Hopkins, however, argues for deeper transitions. Given the depths of the drain, he is convinced that restoring imagination’s vitality would not be possible without meeting certain structural conditions. Among these, Hopkins accords the greatest priority to food, water, security, space, time (leisure) and social connections. But modernity, a form of disaggregated existence on account of the fatal seduction of immersive technology — the Metaverse, for instance — and the rigours of political and economic austerity, is particularly unsuited to meet the requisites. That is perhaps why Hopkins falls back on legislative protection. A National Imagination Act, Hopkins believes, needs to be unleashed for humanity to rediscover its critical and creative disposition that could stimulate conversations on the climate crisis.

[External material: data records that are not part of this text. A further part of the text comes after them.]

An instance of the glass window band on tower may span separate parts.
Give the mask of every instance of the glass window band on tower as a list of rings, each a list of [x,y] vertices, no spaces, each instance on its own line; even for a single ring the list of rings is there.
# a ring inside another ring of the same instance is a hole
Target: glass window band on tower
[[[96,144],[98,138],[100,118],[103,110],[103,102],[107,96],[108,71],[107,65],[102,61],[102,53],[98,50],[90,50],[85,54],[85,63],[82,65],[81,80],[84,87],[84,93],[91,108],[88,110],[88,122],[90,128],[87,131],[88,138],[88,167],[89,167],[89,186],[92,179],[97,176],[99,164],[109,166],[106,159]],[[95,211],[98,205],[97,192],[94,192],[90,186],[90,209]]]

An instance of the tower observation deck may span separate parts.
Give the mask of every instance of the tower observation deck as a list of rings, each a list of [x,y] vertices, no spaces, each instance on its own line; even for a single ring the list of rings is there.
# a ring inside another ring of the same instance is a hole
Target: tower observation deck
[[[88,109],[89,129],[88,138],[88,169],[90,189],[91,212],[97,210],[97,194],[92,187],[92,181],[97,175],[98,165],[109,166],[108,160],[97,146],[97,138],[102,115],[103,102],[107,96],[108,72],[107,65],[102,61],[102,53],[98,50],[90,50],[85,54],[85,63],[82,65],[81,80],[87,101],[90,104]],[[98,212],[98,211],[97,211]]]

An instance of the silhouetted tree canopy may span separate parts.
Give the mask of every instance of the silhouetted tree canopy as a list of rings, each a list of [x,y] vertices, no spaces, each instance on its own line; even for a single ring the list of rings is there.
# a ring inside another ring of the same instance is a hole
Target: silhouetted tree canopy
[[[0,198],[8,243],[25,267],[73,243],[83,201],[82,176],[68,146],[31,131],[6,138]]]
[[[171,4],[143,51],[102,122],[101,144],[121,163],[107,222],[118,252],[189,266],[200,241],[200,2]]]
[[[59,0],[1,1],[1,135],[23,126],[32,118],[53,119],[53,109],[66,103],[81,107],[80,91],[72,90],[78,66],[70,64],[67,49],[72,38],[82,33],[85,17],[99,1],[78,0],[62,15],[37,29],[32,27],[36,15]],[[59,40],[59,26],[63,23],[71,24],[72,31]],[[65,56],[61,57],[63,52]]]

This theory of weaponising imagination may appear novel but Hopkins is not an outlier. Consider Amitav Ghosh’s revealing contention in The Great Derangement that the climate crisis occupied — occupies — minuscule space in prominent literary traditions. This, too, is an example of the impoverishment of — and a crisis in — imagination. The reason for the delay in policy interventions as well as the concomitant public inertia during the era of fledgling scientific evidence on imminent, but still invisible, climate change during the 1970s cannot be explained without admitting to the inertness of imagination cutting across the spheres of literature, culture and State action.
Now, the monkey-cap-covered Bengali has added a further twist to the already complex epistemological framework on climate change. What if imagination, coupled with other potent weapons in Bengal’s arsenal — nostalgia and a sense of loss — as well as emerging, immersive technologies, is counterproductive, leading to the proliferation of an illusion about the robust presence of a season — winter, in Bengal’s case — which, in reality, has been enfeebled by an errant climate? As climate change intensifies, causing the virtual disappearance of seasons and disruptions in the patterns of those that survive, would the mind and, eventually, cultures increasingly rely on imagination and technology to create a fictional — deleterious — alternative reality? This is not implausible. Bengalis, cold facts suggest, are not the only ones vulnerable to counterintuition. Three years ago, in a tweet, the former president of the United States of America, Donald Trump, had disproved climate change by pointing to the freezing temperatures that were sweeping that nation. To be fair to Trump, the cold was not a figment of a fecund mind. But Trump had erred — as gravely as the Bengali has. In his imagination, and in the imagination of the constituency of climate sceptics, America’s weather patterns have remained constant. Such a feverish imagination is, of course, not a gift of the faculty. It is the result of such subterranean shifts as the ascendancy of right-wing politics and anti-intellectualism, the erosion in trust in science and institutional wisdom as well as a spike in religious conservatism. Democracies, be it India or the US, have been exhibiting these symptoms for a while.
The French philosopher, Jules de Gaultier, had conceived imagination to be the only weapon in the war against reality. While reaching this conclusion, he may have had in his mind the image of a Bengali covering himself up in layers on a ‘wintry’ day with the Six’s thermometer reading 16 degree Celsius.